Step 1) simply read in Sam’s fpkm table with 39k genes.
fpkm <- read.csv(file = "../analyses/gene_fpkm.csv")
Step 2) generate list of genes I can insert into a dplyr::select function. (skip this part if adverse to cringing)
Paste into excel, copy gene column, paste back into bbedit:
Text::remove line breaks
Find::replace gene-
with gene.
(due to Weka formatting?)
Find::replace ` ` with ,
Paste in dplyr::select code chunk
select05.treat <- select(fpkm, Treatment, TreatmentN, Sex, gene.LOC111128233, gene.LOC111105393, gene.LOC111116464, gene.LOC111135088, gene.LOC111130500, gene.LOC111127278, gene.LOC111113969, gene.LOC111132481, gene.LOC111105938, gene.LOC111138283, gene.LOC111131835, gene.LOC111129832, gene.LOC111130487, gene.LOC111127862, gene.LOC111110254, gene.LOC111124688, gene.LOC111125297, gene.LOC111116779, gene.LOC111119607, gene.LOC111123744, gene.LOC111124204, gene.LOC111113829, gene.LOC111110051, gene.LOC111104660)
Then writing it out as
write.table(select05.treat, file = "../analyses/select05.treat.csv", sep = ",", row.names = FALSE, quote = FALSE)

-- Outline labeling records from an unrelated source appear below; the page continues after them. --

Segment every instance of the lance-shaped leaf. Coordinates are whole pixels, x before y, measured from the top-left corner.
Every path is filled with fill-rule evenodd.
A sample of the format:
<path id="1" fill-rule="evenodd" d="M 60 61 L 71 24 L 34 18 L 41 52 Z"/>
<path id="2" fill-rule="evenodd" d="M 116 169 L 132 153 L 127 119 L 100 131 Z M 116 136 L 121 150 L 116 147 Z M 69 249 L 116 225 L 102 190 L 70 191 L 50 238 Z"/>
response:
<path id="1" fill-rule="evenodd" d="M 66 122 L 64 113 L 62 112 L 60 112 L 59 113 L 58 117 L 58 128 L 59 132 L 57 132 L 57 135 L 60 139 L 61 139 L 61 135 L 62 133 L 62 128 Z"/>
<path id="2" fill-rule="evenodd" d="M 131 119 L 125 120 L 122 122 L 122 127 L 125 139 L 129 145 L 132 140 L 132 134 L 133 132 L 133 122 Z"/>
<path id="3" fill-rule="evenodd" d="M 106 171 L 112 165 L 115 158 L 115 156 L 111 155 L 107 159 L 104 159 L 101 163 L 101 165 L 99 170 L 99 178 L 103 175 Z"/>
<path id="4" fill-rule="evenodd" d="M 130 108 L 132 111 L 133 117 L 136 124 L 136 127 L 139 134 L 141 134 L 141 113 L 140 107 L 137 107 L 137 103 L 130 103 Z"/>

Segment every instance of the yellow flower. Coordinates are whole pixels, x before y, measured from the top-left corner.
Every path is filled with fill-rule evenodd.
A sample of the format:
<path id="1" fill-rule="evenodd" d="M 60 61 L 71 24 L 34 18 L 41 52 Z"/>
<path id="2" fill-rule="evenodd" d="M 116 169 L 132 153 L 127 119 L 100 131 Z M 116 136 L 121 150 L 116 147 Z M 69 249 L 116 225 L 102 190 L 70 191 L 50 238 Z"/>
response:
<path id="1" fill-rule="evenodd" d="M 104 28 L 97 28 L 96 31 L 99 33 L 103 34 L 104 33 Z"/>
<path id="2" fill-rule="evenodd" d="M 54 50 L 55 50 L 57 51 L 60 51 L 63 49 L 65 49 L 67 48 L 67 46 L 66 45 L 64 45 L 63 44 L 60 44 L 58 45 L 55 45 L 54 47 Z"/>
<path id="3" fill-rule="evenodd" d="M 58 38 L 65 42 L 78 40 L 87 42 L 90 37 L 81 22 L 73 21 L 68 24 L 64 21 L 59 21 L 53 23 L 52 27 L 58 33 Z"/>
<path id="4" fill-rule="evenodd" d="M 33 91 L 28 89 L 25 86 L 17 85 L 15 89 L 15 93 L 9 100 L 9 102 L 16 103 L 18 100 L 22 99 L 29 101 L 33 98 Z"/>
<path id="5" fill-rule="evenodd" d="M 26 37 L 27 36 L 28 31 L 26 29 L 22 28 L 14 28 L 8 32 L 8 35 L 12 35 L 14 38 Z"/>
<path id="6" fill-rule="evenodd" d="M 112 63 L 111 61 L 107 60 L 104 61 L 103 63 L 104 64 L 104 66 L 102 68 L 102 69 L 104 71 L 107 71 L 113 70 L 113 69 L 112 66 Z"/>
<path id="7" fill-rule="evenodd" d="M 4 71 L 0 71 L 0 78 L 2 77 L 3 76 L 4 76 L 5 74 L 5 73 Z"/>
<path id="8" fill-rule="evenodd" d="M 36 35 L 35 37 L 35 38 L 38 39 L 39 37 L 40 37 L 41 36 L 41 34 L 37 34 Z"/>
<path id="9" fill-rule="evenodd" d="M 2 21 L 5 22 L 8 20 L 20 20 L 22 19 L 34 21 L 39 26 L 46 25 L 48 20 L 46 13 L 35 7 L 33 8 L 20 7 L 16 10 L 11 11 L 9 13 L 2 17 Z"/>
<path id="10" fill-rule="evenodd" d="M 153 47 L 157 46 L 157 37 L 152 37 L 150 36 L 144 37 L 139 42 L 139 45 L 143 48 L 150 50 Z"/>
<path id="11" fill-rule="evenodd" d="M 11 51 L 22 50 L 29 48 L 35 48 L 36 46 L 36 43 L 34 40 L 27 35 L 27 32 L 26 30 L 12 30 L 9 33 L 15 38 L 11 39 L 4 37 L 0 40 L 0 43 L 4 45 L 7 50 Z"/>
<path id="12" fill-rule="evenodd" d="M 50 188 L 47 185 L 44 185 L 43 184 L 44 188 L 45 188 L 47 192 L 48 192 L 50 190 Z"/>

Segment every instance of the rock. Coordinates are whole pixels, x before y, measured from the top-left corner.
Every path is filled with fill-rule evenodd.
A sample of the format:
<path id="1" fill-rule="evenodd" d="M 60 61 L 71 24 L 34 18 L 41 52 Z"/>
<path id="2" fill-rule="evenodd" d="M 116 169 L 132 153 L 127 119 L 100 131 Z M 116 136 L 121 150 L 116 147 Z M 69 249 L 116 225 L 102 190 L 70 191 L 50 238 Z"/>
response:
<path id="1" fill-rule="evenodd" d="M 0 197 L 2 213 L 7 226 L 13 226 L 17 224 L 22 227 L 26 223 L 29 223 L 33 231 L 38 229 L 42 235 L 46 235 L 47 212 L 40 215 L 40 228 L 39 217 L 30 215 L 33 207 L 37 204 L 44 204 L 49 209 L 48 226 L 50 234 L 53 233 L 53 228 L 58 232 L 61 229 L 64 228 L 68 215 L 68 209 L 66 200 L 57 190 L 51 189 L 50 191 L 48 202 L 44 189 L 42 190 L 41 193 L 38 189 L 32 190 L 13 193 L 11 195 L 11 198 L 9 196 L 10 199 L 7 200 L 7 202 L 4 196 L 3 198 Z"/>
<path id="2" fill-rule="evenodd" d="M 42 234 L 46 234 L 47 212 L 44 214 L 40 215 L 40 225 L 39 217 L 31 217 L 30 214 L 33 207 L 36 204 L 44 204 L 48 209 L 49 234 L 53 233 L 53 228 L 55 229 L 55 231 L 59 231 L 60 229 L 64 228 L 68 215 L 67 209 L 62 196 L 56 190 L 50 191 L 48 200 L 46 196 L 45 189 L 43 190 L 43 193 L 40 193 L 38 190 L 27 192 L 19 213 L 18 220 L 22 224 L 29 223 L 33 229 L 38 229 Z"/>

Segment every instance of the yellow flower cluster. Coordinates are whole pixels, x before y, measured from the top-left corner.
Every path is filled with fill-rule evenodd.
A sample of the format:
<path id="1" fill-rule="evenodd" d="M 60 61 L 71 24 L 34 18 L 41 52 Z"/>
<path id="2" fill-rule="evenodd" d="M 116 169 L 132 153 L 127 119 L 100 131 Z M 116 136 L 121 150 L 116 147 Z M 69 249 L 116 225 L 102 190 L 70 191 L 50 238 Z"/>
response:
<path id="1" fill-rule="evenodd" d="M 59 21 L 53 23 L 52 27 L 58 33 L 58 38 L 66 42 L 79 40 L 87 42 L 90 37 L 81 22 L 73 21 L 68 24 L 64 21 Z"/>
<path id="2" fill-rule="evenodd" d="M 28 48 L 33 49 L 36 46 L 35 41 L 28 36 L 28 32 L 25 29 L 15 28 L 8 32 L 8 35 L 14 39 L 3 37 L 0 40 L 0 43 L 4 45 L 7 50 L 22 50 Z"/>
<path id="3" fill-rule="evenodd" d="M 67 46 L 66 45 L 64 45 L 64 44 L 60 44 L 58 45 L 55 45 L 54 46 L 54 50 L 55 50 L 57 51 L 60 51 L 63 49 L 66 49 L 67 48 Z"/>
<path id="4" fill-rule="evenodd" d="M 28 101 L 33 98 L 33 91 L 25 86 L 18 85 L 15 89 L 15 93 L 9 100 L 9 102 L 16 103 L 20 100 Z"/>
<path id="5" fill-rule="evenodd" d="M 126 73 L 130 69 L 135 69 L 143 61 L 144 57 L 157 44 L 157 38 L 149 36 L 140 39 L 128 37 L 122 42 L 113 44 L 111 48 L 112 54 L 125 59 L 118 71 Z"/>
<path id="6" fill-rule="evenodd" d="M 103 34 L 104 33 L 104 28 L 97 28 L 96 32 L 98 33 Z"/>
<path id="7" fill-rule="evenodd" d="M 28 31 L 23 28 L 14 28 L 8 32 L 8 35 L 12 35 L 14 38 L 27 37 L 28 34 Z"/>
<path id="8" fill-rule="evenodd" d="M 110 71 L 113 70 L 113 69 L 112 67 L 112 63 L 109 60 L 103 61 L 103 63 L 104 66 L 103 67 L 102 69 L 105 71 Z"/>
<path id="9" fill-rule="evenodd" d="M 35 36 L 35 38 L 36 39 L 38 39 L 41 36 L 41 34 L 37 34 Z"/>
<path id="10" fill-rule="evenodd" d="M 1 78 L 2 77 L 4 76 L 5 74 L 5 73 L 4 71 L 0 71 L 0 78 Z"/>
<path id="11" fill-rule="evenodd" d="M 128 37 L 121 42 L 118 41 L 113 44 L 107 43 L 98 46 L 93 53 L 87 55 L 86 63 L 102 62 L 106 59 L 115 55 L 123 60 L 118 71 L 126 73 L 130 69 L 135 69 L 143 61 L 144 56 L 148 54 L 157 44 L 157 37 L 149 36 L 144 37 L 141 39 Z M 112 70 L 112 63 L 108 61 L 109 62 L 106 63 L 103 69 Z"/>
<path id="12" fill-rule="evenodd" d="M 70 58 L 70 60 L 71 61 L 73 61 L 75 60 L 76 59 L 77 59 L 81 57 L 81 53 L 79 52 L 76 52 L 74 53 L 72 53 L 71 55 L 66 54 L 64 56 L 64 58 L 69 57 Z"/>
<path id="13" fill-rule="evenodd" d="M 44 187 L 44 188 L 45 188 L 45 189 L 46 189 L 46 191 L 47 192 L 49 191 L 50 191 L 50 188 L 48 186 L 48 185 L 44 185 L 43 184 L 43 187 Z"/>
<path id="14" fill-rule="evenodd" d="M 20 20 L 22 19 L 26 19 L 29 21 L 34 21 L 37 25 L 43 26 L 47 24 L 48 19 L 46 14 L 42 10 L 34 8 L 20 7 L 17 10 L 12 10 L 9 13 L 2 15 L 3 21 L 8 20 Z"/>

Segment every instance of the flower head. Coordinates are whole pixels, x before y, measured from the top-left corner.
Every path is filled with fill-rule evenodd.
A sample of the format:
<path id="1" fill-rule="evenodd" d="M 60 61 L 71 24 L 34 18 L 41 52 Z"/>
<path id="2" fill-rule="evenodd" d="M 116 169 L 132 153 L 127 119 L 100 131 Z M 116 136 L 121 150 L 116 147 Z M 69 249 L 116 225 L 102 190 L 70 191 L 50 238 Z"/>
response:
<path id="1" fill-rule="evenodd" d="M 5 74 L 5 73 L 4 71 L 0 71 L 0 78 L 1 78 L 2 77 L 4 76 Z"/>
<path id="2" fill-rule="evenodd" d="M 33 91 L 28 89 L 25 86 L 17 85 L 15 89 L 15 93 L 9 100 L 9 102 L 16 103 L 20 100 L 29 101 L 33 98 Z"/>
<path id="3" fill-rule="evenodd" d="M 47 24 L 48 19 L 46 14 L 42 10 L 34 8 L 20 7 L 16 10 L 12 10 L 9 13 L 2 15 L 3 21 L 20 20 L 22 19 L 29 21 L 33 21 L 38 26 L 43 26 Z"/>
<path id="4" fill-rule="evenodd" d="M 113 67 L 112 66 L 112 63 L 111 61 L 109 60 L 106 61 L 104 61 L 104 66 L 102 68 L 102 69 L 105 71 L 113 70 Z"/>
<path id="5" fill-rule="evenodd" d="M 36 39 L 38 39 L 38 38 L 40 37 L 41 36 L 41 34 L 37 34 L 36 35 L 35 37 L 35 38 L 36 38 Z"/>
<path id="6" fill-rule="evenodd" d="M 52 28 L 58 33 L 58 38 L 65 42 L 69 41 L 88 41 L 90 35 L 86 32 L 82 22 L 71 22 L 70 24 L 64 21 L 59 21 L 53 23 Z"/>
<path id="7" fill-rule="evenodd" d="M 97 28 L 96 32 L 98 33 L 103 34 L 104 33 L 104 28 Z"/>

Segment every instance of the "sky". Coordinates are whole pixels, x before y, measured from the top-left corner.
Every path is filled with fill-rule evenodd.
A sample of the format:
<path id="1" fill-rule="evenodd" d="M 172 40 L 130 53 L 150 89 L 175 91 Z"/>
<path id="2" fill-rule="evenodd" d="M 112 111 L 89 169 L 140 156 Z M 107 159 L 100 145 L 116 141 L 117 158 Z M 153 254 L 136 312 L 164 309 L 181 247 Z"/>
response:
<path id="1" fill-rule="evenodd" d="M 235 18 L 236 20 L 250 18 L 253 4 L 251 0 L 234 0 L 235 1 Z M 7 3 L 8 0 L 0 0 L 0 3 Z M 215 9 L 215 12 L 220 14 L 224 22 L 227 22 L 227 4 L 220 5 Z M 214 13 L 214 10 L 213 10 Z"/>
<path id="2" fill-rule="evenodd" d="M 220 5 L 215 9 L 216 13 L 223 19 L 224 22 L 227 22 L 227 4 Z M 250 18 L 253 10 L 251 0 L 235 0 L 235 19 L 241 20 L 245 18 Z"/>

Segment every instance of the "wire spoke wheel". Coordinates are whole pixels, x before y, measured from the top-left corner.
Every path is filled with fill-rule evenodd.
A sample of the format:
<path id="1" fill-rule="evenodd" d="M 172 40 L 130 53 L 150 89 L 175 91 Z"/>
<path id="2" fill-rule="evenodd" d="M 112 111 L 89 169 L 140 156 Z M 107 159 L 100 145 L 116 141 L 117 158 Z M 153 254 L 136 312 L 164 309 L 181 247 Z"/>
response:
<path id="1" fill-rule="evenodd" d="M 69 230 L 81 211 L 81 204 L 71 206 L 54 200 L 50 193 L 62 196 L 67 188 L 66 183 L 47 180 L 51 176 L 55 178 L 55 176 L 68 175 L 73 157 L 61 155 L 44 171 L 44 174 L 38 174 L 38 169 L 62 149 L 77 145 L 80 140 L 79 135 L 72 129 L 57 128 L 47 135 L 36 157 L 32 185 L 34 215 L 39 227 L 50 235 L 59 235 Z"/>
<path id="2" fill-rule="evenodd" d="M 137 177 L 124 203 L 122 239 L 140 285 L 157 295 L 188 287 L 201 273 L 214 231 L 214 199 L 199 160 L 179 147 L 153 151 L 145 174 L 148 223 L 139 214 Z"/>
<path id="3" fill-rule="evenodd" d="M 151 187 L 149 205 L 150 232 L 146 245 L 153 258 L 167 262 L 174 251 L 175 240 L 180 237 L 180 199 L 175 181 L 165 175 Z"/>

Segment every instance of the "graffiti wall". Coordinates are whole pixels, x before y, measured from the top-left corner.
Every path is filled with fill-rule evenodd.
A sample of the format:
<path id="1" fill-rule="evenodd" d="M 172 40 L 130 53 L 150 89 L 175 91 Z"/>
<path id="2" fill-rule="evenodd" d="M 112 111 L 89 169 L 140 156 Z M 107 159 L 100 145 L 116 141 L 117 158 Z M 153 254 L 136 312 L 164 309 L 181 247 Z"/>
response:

Lets bring that into Weka Explorer
Classify gives a much higher ROC etc
Summary
=== Stratified cross-validation ===
=== Summary ===
Correctly Classified Instances 21 95.4545 %
Incorrectly Classified Instances 1 4.5455 %
Kappa statistic 0.9076
Mean absolute error 0.0455
Root mean squared error 0.2132
Relative absolute error 9.1304 %
Root relative squared error 42.6835 %
Total Number of Instances 22
=== Detailed Accuracy By Class ===
TP Rate FP Rate Precision Recall F-Measure MCC ROC Area PRC Area Class
1.000 0.100 0.923 1.000 0.960 0.911 0.950 0.923 Exposed
0.900 0.000 1.000 0.900 0.947 0.911 0.950 0.945 Control
Weighted Avg. 0.955 0.055 0.958 0.955 0.954 0.911 0.950 0.933
=== Confusion Matrix ===
a b <-- classified as
12 0 | a = Exposed
1 9 | b = Control
This seems to suggest to me that these 24 gene expression patterns can confidently predict exposure, thus must be impacted by OA exposure, exclusive of sex.
But the next task is to identify what these genes are.